Love them or hate them, Crocs have become synonymous with summer months, gardening and splashing about in the surf. But did you know that they recently lost their patent protection in the EU? This means that you can expect to see the shops flooded with copycat designs and variations.
Whilst the process of registering a patent can vary from country to country, patents are generally seen as a way of providing inventors with an incentive to keep coming up with new ideas. In short, patents grant the inventor a monopoly over the invention meaning they can exploit the invention without fear of competition for up to 20 years (subject to ticking all the administrative boxes).
After the 20 years has expired, the invention becomes part of the public domain and anyone is free to do what they want with it. This is in contrast to other types of Intellectual Property such as copyrights and trademarks which come with their own unique set of rules.
When it comes to registering a patent, there are a number of hurdles that need to be overcome.
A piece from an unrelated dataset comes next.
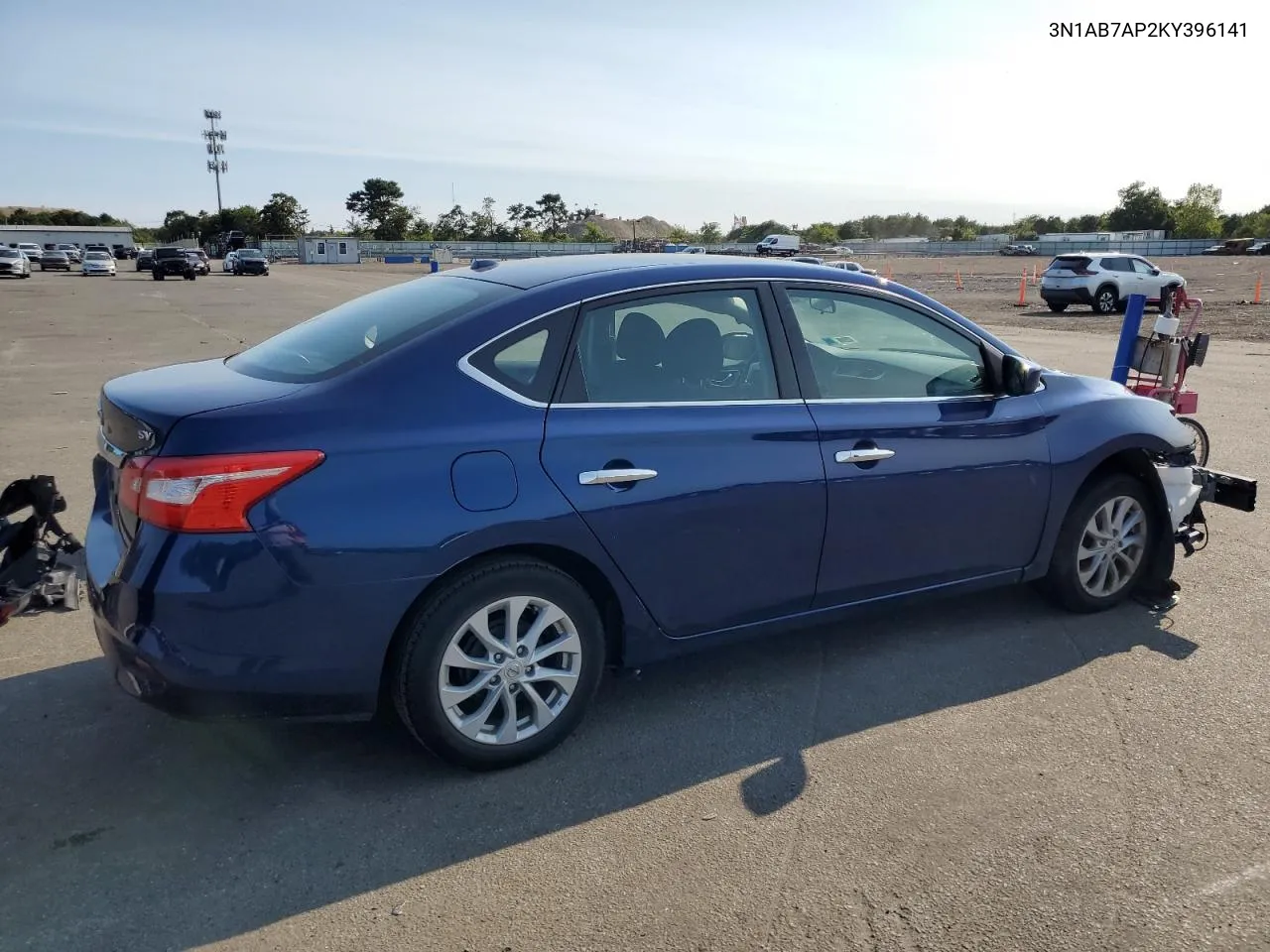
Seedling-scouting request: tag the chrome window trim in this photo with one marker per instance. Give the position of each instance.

One of these hurdles is that the invention must not have been released to the public prior to the application having been made.
The recent Crocs case before the European Union Intellectual Property Office (“EUIPO”) is a perfect example of what happens if a patentable invention is released to the public prior to patent protection having been granted.
Crocs originally obtained the patent for their ubiquitous shoes in 2004. However, following a legal challenge by a competitor (and following on from a similar decision in the US) the EUIPO have ruled that because Crocs showcased their shoes at a trade show in Florida in 2002 and were featured on the company website in 2003, they were deemed to have been granted the patent in error and the patent has been revoked.
The key takeaway is that if you have come up with a great idea that you think may be capable of being patented, it is vital that you seek legal advice as soon as possible to reduce your chances of missing out on protection.